前日売りのスマートファルコンの単勝オッズは2.5倍。もっともブックメイカー方式だったらそもそもこんなオッズが一瞬でもつくわけがないのだが。
さて川崎記念に出てきたスマートファルコン。
ドバイWCは招待競走だから渡航費を稼ぐために出てきたわけではない。単純に賞金を稼ぎにきたのだろう。
前走、東京大賞典は辛勝だった。武豊も負けたと思ったらしい。もちろんあれがスマートファルコンの能力なわけはなく、デキに問題があったことは、馬体重、帝王賞とのテンと上がり3Fの比較をみれば一目瞭然。陣営は、トランセンドもエスポワールシチーもいないなら本調子を欠いても楽勝できると踏んでいたんじゃないか?と思える。
目論みどおり1着賞金は稼いだが、内容はいつものスマートファルコンではなかった。無理に使った悪い影響が出なければいいが、と思う。

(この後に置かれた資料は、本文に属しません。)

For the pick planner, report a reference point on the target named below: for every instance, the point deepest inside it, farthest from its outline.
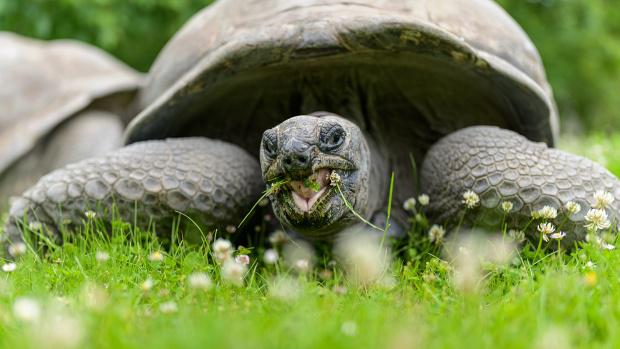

ただ、あの東京大賞典のパフォーマンスで、陣営としては「これだけの馬を、世界最高峰のレースに使うには、中途半端な状態では送り出せませんから」的なコメントを発してドバイ回避の条件は整った。そこを見越してのあの仕上げでのあの結果だったとしたら小崎調教師の腕はなかなかのものだが、それはまあ穿ちすぎ。
距離延長、左回りに不安はなく、相手関係は前走より楽。フリオーソが万全の状態ならともかくも、追い切り後のコメントでもまだ重めを気にしていた。常識的に今回は見送りが妥当。ワンダーアキュートはJCダートでいちばん強い競馬をしたといってもいい内容だった。スマートファルコンのデキの問題もあったにしても大井2000mでスマートファルコンにあそこまで迫れるだけの理由はあった。今回のメンバーには前走、驚くようなパフォーマンスを見せた馬はいない。(ボランタスの前走はなかなか強かったが浦和記念だしなあぁぁ。)
スマートファルコンの頭は鉄板。相手探し。相手は1頭に絞りたいが・・・。
狙いは軽めの馬場になって持ち味の決め脚が活かせそうなキングスエンブレムなのだが、差し馬がまったく伸びないどろどろ馬場ならニホンピロアワーズ。
オッズ的に2点は難しそうなので、重に回復すれば(しないと思うが)ニホンピロアワーズ、回復すればキングスエンブレム、直前に馬場状態を確認できないようならニホンピロアワーズ、を相手にした馬券を買いたい。